Clean and handle letterboxd data
- countries.csv
- genres.csv
- languages.csv
- movies.csv
- themes.csv

In [1]:
import pandas as pd
import re

In [2]:
import sys
sys.path.append('../utils')
import data_cleaning
import data_inspection
import helpers

In [3]:
genres = pd.read_csv('../data/local/letterboxd/genres.csv')
countries = pd.read_csv('../data/local/letterboxd/countries.csv')
languages = pd.read_csv('../data/local/letterboxd/languages.csv')
movies = pd.read_csv('../data/local/letterboxd/movies.csv')
themes = pd.read_csv('../data/local/letterboxd/themes.csv')
crew = pd.read_csv('../data/local/letterboxd/crew.csv')

In [None]:
data_inspection.show_basic_info(movies)

In [None]:
data_inspection.check_for_duplicates(movies)

In [None]:
# convert rows to int
columns_to_convert = ['date', 'minute']
data_cleaning.convert_columns_to_int(movies, columns_to_convert)

In [None]:
movies_sample = movies.copy()

# get sample df with movies with no empty rows
movies_sample = movies_sample.dropna()

display(movies_sample)

In [None]:
# drop rows with runtime under 40'
helpers.drop_rows_by_runtime(movies_sample, 'minute', 40)

In [9]:
movies_sample = data_cleaning.group_and_join_columns(
    df_main=movies_sample,
    df_to_group=genres,
    group_by_col='id',
    join_col='genre',
    new_col_name='genres',
    separator=', ',
)

In [10]:
movies_sample = data_cleaning.group_and_join_columns(
    df_main=movies_sample,
    df_to_group=languages,
    group_by_col='id',
    join_col='language',
    new_col_name='language',
    separator=', ',
)

In [11]:
movies_sample = data_cleaning.group_and_join_columns(
    df_main=movies_sample,
    df_to_group=countries,
    group_by_col='id',
    join_col='country',
    new_col_name='country',
    separator=', ',
)

In [12]:
themes_grouped = themes.groupby('id')['theme'].apply(lambda x: list(x)).reset_index()

# grouped themes into movies_sample based on 'id'
movies_sample = movies_sample.merge(themes_grouped, on='id', how='left')
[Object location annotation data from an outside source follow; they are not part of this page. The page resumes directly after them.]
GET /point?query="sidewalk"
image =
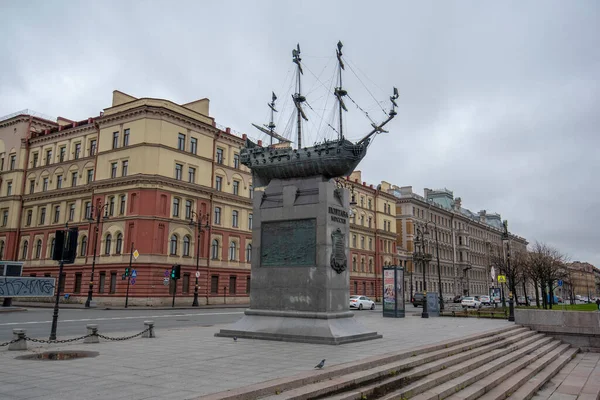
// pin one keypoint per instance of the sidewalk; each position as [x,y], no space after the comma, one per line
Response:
[188,363]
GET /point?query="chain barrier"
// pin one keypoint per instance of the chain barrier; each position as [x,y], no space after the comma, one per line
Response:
[75,339]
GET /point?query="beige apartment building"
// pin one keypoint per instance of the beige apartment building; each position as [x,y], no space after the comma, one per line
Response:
[465,240]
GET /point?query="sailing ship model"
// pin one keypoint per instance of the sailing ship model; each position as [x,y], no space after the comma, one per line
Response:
[330,159]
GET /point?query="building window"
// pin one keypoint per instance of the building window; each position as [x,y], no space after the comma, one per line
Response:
[122,204]
[77,287]
[234,218]
[83,247]
[113,283]
[77,150]
[186,245]
[72,212]
[214,284]
[113,170]
[90,175]
[119,248]
[102,282]
[232,284]
[188,209]
[215,249]
[191,174]
[232,251]
[38,248]
[42,215]
[173,245]
[218,215]
[249,253]
[25,250]
[176,207]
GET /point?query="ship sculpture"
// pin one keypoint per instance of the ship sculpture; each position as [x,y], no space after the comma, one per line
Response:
[330,158]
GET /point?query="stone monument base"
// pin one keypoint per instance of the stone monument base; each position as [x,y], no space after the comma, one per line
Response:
[303,327]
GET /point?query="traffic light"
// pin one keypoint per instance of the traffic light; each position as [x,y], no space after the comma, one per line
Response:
[175,271]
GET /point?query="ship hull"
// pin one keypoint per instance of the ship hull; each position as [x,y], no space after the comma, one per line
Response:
[329,159]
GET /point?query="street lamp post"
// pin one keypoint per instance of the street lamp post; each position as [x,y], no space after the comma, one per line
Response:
[197,222]
[98,210]
[511,305]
movies_sample['theme'] = movies_sample['theme'].apply(lambda x: x if isinstance(x, list) else ['No themes'])

In [13]:
directors = crew[crew['role'] == 'Director']

In [14]:
movies_sample = data_cleaning.group_and_join_columns(
    df_main=movies_sample,
    df_to_group=directors,
    group_by_col='id',
    join_col='name',
    new_col_name='director',
    separator=', ',
    fillna_value='Unknown'
)

In [None]:
data_inspection.show_missing_values(movies_sample)

In [None]:
data_inspection.show_column_value_counts(movies_sample, 'genres')

In [None]:
data_inspection.show_column_values(movies_sample, 'director')

In [None]:
data_inspection.show_column_values(movies_sample, 'genre')

In [None]:
# filter out rows where 'theme' column contains ['No themes']
clean_letterboxd_movies = movies_sample[movies_sample['theme'].apply(lambda x: x != ['No themes'])].copy()
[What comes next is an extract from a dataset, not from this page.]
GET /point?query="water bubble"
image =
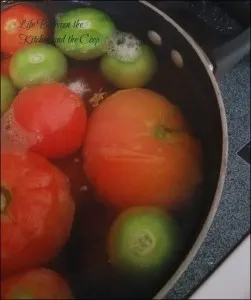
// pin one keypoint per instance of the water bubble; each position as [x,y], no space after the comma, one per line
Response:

print(f'Number of rows after cleaning: {clean_letterboxd_movies.shape[0]}')

In [20]:
rename_dict = {
    'id' : 'letterboxd_id',
    'name' : 'title',
    'date' : 'release_year',
    'description' : 'summary',
    'rating' : 'letterboxd_rating',
    'minute' : 'runtime',
    'theme' : 'themes',
    'country' : 'countries'
}

clean_letterboxd_movies = data_cleaning.rename_columns(clean_letterboxd_movies, rename_dict)

In [None]:
clean_letterboxd_movies.head()

In [22]:
# reorder columns
new_column_order_letterboxd = [
    'letterboxd_id', 'title', 'release_year', 'tagline', 'summary',
    'runtime', 'letterboxd_rating', 'genres', 'language', 'countries',
    'themes', 'director'
]

clean_letterboxd_movies = clean_letterboxd_movies[new_column_order_letterboxd]

In [None]:
clean_letterboxd_movies.reset_index(drop=True, inplace=True)

# # create csv
# clean_letterboxd_movies.to_csv('../data/clean/letterboxd_clean_films.csv', index=False)

print('CSV file has been created successfully.')
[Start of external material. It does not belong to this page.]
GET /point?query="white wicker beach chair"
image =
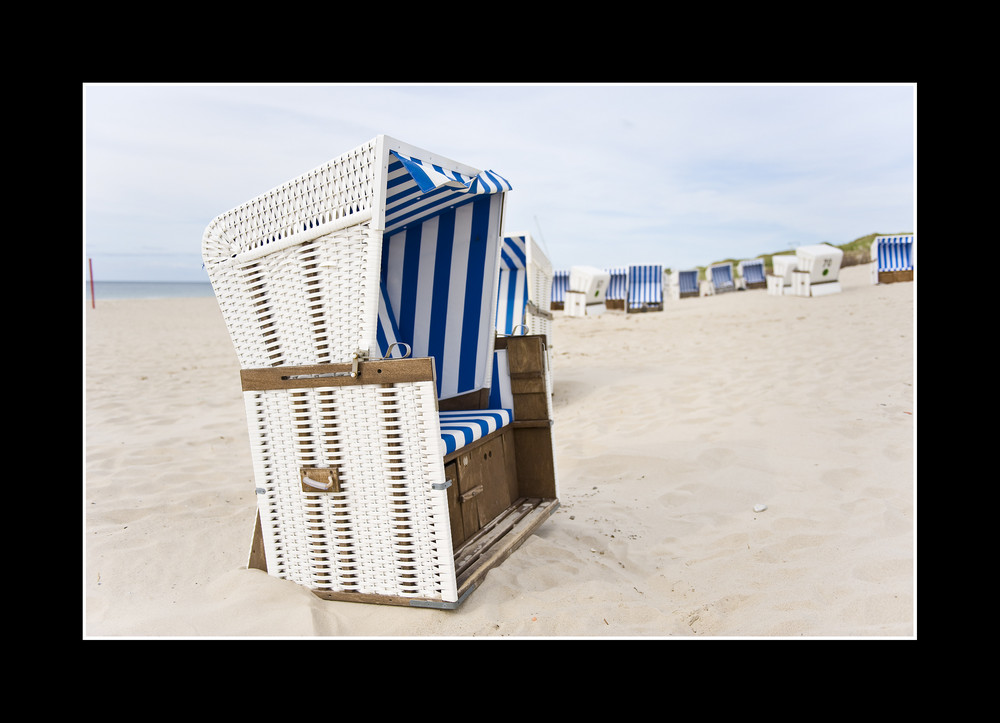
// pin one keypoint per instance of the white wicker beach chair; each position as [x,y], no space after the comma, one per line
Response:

#### **Add Data from TMDb df and backup df from get request**

In [24]:
letterboxd_backup = pd.read_csv('../data/local/letterboxd/letterboxd_request_secondbatch.csv')
tmdb_df = pd.read_csv('../data/clean/tmdb_clean_films.csv')

In [None]:
letterboxd_backup.head(2)

In [None]:
tmdb_df.head(2)

In [None]:
data_inspection.check_for_duplicates(tmdb_df)

In [None]:
clean_letterboxd_movies.head(2)

In [None]:
# merge on 'letterboxd_id'
clean_letterboxd_movies = clean_letterboxd_movies.merge(
    letterboxd_backup[['letterboxd_id', 'topics', 'doesthedog_id']],
    on='letterboxd_id', 
    how='left'
)

print(clean_letterboxd_movies.head())

In [None]:
# clean titles and remove hyphens
def clean_title(title):
    title = title.replace(' - ', ' ')
    title = re.sub(r'[^a-zA-Z0-9\s]', '', title)
    title = ' '.join(title.split())
    return title

clean_letterboxd_movies['title'] = clean_letterboxd_movies['title'].apply(clean_title)
print(clean_letterboxd_movies['title'].head(3))

In [None]:
# handle ducplicates keeping the first occurrence of each 'title'
tmdb_dedup = tmdb_df.drop_duplicates(subset='title', keep='first')

# update columns
clean_letterboxd_movies = data_cleaning.update_empty_column(
    df_main=clean_letterboxd_movies,
    df_mapping=tmdb_dedup,
    main_column='title',
    mapping_column='doesthedog_id',
    new_column='doesthedog_id'
)

if 'topics' in tmdb_dedup.columns:
    clean_letterboxd_movies = data_cleaning.update_empty_column(
        df_main=clean_letterboxd_movies,
        df_mapping=tmdb_dedup,
        main_column='title',
        mapping_column='topics',
        new_column='topics'
    )
else:
    print('Warning: topics column is missing in tmdb_dedup. Skipping mapping.')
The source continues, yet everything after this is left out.